Machine Learning for Structure-Rich Data-Scarce Domains

Research Project

Project/Area Number	22K12150
Research Category	Grant-in-Aid for Scientific Research (C)
Allocation Type	Multi-year Fund
Section	一般
Review Section	Basic Section 61030:Intelligent informatics-related
Research Institution	Kyoto University
Principal Investigator	NGUYEN Canh・Hao 京都大学, 化学研究所, 講師 (90626889)
Project Period (FY)	2022-04-01 – 2025-03-31
Project Status	Granted (Fiscal Year 2023)
Budget Amount *help	¥4,160,000 (Direct Cost: ¥3,200,000、Indirect Cost: ¥960,000) Fiscal Year 2024: ¥1,300,000 (Direct Cost: ¥1,000,000、Indirect Cost: ¥300,000) Fiscal Year 2023: ¥1,300,000 (Direct Cost: ¥1,000,000、Indirect Cost: ¥300,000) Fiscal Year 2022: ¥1,560,000 (Direct Cost: ¥1,200,000、Indirect Cost: ¥360,000)
Keywords	Graph neural networks / Convex Clustering / machine learning / Machine learning / Structured data / Deep learning / Sparse learning
Outline of Research at the Start	There are three directions of this research project: (1) investigating original machine learning models for complicated structures, (2) designing novel structure discovery tools incorporating domain knowledge, and (3) discovering new biomedical knowledge to be used by domain experts.
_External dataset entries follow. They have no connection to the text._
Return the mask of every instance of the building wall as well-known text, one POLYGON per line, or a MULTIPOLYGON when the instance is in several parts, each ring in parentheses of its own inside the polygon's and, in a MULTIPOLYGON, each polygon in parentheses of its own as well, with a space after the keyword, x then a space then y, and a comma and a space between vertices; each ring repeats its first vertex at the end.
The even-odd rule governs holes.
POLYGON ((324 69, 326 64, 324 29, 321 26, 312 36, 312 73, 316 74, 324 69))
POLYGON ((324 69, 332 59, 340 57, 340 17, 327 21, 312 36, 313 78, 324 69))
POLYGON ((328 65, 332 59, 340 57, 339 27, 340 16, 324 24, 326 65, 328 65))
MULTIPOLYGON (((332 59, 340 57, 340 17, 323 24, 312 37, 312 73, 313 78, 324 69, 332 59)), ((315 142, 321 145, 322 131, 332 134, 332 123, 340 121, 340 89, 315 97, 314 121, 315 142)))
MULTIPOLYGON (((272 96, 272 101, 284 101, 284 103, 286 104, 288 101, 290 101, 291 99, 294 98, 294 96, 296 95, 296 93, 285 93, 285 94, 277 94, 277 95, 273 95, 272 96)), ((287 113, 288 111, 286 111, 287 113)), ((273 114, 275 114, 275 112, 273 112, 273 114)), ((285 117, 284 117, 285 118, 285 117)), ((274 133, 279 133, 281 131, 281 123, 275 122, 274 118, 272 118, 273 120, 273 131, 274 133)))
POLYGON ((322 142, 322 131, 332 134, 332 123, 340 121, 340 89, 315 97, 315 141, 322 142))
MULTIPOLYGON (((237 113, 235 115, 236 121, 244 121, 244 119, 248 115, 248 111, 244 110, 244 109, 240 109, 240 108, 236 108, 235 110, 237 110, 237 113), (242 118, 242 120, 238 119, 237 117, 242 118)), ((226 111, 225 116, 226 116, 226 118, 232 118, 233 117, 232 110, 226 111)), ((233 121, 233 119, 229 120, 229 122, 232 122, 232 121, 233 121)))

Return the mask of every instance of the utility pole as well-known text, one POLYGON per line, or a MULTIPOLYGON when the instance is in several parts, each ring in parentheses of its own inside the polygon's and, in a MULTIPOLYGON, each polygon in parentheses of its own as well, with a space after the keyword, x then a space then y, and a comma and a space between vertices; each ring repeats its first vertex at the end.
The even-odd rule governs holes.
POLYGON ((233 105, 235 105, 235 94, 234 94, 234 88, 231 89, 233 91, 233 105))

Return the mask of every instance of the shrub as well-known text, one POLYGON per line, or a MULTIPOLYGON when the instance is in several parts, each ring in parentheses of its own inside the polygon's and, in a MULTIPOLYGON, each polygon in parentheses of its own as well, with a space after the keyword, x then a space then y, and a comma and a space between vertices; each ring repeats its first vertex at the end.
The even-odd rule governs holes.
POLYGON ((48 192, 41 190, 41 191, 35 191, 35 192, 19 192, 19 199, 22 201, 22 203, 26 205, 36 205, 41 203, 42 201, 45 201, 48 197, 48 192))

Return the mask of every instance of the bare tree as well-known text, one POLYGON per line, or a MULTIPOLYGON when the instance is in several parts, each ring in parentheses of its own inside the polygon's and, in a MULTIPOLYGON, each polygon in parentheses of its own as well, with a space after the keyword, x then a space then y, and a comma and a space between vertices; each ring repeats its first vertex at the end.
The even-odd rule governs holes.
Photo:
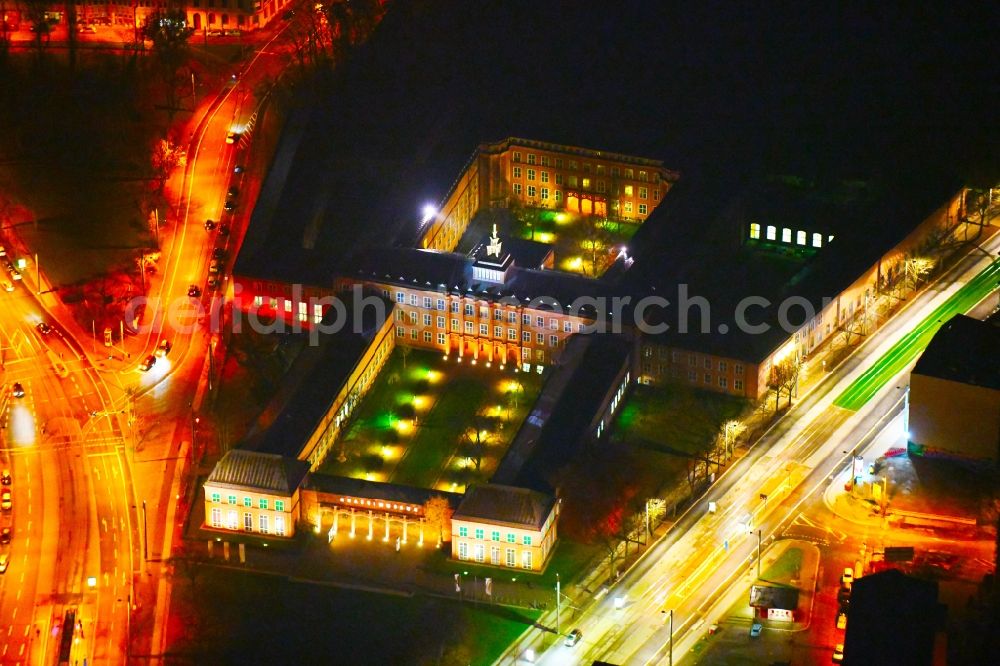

Outline of Annual Research Achievements	In this year, we are working on representation of data that are faithful to the original features as well as having cluster structures. We investigated the method of convex clustering to obtain a representation using a convex program, which is efficient and globally optimal. The key idea is to assume that data follows cluster structures. For that, we cluster the data using convex clustering. The advantage of convex clustering is that it is a convex program that guarantees optimality. Another advantage is that it offers a relaxation of k-means and agglomerative clustering algorithms, offering potential advantages of the two algorithms. Our main work here is to analyze analytically what are the clusters that are obtained by convex clustering, pros and cons compared to the other two algorithms. We found that convex cluster only can learn convex clusters. This is similar to k-means and different from agglomerative clustering. We also found that the clusters can be bounded in balls, making them round-shaped. These clusters are found to have gaps between them. These properties show that convex clustering found rather specific types of clusters, rather inflexible compare to the other algorithms.
Current Status of Research Progress	Current Status of Research Progress 3: Progress in research has been slightly delayed. Reason We are working on a particular problem with the difficulty of understanding the formulation of convex clustering, which has not been well studied before.
Strategy for Future Research Activity	We plan to continue working on finding suitable representations of data from original features with additional information such as graphs that are guaranteed to extract more information compared to currently used methods.